Il vero rischio, sottolineano gli analisti, è una frammentazione duratura della filiera globale, con la formazione di blocchi regionali distinti: uno a trazione statunitense, uno europeo e uno asiatico. Una geografia industriale spezzata che renderebbe più rigide – e costose – le strategie produttive dei grandi gruppi.

In questo contesto, la tanto sbandierata “flessibilità” di Trump somiglia più a una toppa che a una soluzione. L’annuncio di una sospensione dei dazi può anche aver calmato i mercati nell’immediato, ma non basta per riattivare investimenti, assunzioni e piani industriali. L’incertezza resta il vero dazio da pagare.

Assemblea Stellantis: Elkann lancia l’allarme su dazi e normative “industria auto a rischio”

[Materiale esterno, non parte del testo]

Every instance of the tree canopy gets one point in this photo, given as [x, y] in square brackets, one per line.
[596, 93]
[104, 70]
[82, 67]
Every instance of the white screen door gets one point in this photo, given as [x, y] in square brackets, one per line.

In giornata si è tenuta ad Amsterdam anche l’assemblea degli azionisti di Stellantis. Il presidente John Elkann ha colto l’occasione per mettere a fuoco le tensioni che gravano sull’industria, tra normative europee “irrealistiche” e dazi americani “dolorosi”. Un mix che rischia di mettere in seria difficoltà sia l’Europa che gli Stati Uniti: “con l’attuale percorso di tariffe e regolamenti troppo rigidi, l’industria automobilistica americana ed europea è a rischio“, ha dichiarato Elkann; “sarebbe una tragedia, perché parliamo di un settore che crea occupazione, innovazione e coesione sociale. Ma non è troppo tardi per cambiare rotta”. Secondo il presidente, una transizione ordinata è ancora possibile, purché le due sponde dell’Atlantico agiscano in modo tempestivo. E in questo senso, ha accolto con favore le aperture di Donald Trump su un possibile allentamento dei dazi.

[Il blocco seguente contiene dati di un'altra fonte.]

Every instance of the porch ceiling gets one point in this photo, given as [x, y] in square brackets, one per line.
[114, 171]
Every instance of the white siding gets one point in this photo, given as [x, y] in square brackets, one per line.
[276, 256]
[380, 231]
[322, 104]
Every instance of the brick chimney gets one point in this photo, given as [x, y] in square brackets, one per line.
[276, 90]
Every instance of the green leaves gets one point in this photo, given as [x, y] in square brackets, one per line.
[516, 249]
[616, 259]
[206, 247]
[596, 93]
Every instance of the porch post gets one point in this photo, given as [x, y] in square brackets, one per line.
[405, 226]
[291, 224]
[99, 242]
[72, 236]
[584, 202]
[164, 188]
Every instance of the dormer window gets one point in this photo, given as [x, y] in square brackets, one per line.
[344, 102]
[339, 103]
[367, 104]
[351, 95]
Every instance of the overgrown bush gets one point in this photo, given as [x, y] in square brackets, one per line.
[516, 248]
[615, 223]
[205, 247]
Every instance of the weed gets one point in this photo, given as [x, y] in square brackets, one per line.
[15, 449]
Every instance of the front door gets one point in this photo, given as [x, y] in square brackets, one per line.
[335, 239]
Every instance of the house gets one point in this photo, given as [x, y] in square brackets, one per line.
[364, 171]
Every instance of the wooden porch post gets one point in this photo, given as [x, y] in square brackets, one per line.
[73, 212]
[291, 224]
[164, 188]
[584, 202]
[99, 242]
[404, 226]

Non sono mancate le note dolenti sul fronte interno di Stellantis: “il 2024 non è stato un buon anno per il gruppo” ha ammesso John Elkann; “alcune delle cause erano sotto il nostro controllo, ed è questo che rende il risultato ancora più deludente”. Dopo l’uscita dell’amministratore delegato Carlos Tavares, avvenuta lo scorso dicembre, il gruppo è ancora in cerca di un successore, la cui nomina, secondo Elkann, è prevista entro la prima metà del 2025.

L’assemblea degli azionisti ha approvato con oltre il 99% dei voti il bilancio 2024 e, con il 66,92% dei consensi (e il 33,08% contrari), anche la nuova politica di remunerazione. Il dividendo previsto è di 0,68 euro per azione, in netto calo rispetto agli 1,55 euro distribuiti lo scorso anno. Il Remuneration Report 2024 include anche i compensi e la buonuscita dell’ex Ceo Tavares: riceverà complessivamente 23,1 milioni di euro per il 2024, in calo del 37% rispetto ai 36,5 milioni dell’anno precedente, e una buonuscita da 12 milioni, che sarà erogata nel 2025. Alcuni investitori, tra cui Allianz Global Investors, e advisor come Proxinvest, hanno criticato l’entità del pacchetto in un anno segnato dal calo di utili e vendite.

Novità anche nel board: entra Claudia Parzani, presidente di Borsa Italiana, mentre vengono confermati membri chiave come Fiona Clare Cicconi e Nicolas Dufourcq. L’assemblea ha inoltre dato il via libera all’autorizzazione per l’acquisto di azioni proprie e all’emissione di nuovi titoli.